As a by-product of a routine operation, the re-design of USCIS forms, the data shown above were revealed in an obscure publication; they came from a footnote on p. 8 of this document.

That footnote showed that USCIS approved 100,588 fee waivers in FY 2010, 180,240 in FY 2011, and about 370,700 in FY 2012 (extrapolating from 11 months' worth of data), a remarkable rate of increase. It was not that the agency was more likely to say "yes" in the latter years — the approval rate remained in the 81-85 percent range — it was the larger volume of applications,

I suspect that one of the main reasons for this increase is that the agency actively promotes the program. For decades, as I reported nearly five years ago, USCIS and its legacy agency, INS, got along with a fee waiver system that asked the beneficiary to write a short note in English explaining his or her financial situation; then the Obama administration decided that a form should be created to ease the process.

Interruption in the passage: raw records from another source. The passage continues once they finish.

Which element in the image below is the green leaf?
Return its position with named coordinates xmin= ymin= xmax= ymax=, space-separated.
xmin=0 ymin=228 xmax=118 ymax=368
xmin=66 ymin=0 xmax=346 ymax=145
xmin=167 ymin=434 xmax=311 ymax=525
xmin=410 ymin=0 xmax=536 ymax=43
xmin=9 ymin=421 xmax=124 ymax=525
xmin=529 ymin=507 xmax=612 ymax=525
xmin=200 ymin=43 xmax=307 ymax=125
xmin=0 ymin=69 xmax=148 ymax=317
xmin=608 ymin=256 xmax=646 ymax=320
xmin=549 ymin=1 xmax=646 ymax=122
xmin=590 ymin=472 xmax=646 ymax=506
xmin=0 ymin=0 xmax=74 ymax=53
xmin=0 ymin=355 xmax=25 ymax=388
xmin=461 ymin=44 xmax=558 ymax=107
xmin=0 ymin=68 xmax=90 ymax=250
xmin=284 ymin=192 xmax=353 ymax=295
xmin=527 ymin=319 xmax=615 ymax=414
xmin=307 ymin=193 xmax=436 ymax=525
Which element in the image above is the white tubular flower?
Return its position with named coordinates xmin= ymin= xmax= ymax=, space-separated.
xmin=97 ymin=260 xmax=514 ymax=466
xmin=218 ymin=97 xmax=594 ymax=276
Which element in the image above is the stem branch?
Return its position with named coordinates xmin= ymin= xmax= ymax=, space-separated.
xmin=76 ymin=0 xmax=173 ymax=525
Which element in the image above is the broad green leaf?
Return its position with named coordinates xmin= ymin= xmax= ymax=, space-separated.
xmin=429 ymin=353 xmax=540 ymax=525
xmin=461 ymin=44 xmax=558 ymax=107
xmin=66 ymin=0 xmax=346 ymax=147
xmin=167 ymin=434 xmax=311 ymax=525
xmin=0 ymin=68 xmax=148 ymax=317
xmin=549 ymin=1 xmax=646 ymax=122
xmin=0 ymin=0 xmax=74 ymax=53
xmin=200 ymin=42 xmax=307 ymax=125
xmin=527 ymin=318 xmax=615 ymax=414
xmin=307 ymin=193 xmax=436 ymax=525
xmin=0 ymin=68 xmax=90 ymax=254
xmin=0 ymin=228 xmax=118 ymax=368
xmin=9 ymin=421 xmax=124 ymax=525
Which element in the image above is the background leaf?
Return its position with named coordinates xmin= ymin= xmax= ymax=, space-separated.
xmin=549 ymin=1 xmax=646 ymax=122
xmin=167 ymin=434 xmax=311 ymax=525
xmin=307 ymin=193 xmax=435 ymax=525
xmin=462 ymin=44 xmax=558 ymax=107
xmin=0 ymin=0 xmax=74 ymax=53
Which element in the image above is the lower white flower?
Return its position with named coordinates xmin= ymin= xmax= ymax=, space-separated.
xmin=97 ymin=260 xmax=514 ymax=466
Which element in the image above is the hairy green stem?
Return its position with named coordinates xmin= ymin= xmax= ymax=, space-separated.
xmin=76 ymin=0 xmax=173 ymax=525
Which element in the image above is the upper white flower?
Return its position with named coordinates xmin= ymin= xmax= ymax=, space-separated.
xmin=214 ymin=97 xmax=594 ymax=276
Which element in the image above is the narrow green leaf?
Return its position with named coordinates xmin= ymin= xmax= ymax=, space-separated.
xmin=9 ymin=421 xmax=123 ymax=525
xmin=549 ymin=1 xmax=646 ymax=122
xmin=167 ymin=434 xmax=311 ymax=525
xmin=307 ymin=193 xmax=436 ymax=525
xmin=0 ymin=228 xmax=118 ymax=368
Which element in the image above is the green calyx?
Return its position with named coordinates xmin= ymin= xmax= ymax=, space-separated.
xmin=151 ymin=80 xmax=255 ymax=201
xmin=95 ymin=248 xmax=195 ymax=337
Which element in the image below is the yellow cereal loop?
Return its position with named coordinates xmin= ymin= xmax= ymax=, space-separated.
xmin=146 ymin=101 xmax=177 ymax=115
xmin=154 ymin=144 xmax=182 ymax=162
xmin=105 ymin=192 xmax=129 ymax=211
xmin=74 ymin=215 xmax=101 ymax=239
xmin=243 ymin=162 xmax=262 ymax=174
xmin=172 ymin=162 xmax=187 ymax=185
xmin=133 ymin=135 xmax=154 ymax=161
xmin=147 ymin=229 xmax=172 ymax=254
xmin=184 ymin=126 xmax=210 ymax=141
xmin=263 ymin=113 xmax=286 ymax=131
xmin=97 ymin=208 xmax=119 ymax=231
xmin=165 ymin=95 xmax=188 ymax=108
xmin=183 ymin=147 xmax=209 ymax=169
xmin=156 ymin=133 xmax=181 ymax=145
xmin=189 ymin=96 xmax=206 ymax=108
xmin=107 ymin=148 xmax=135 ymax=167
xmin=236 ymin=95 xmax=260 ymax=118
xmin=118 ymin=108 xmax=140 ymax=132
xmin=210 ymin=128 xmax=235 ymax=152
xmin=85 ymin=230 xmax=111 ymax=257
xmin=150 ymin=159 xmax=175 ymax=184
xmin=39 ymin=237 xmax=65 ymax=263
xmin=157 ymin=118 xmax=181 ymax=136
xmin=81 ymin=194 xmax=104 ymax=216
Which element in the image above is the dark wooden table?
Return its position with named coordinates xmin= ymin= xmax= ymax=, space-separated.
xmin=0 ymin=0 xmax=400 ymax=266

The I-912 apparently is easier to complete than writing a note, so there are far more requests for waivers than there used to be.

The increase in fee waivers can also be seen as showing the poverty level of many of those seeking benefits. Publishing such data would, in a small way, remind people of how our policies encourage the migration of poverty to this country; but that's a subject that the administration does not want to discuss.


I am grateful to reader Ian Smith for uncovering this data source.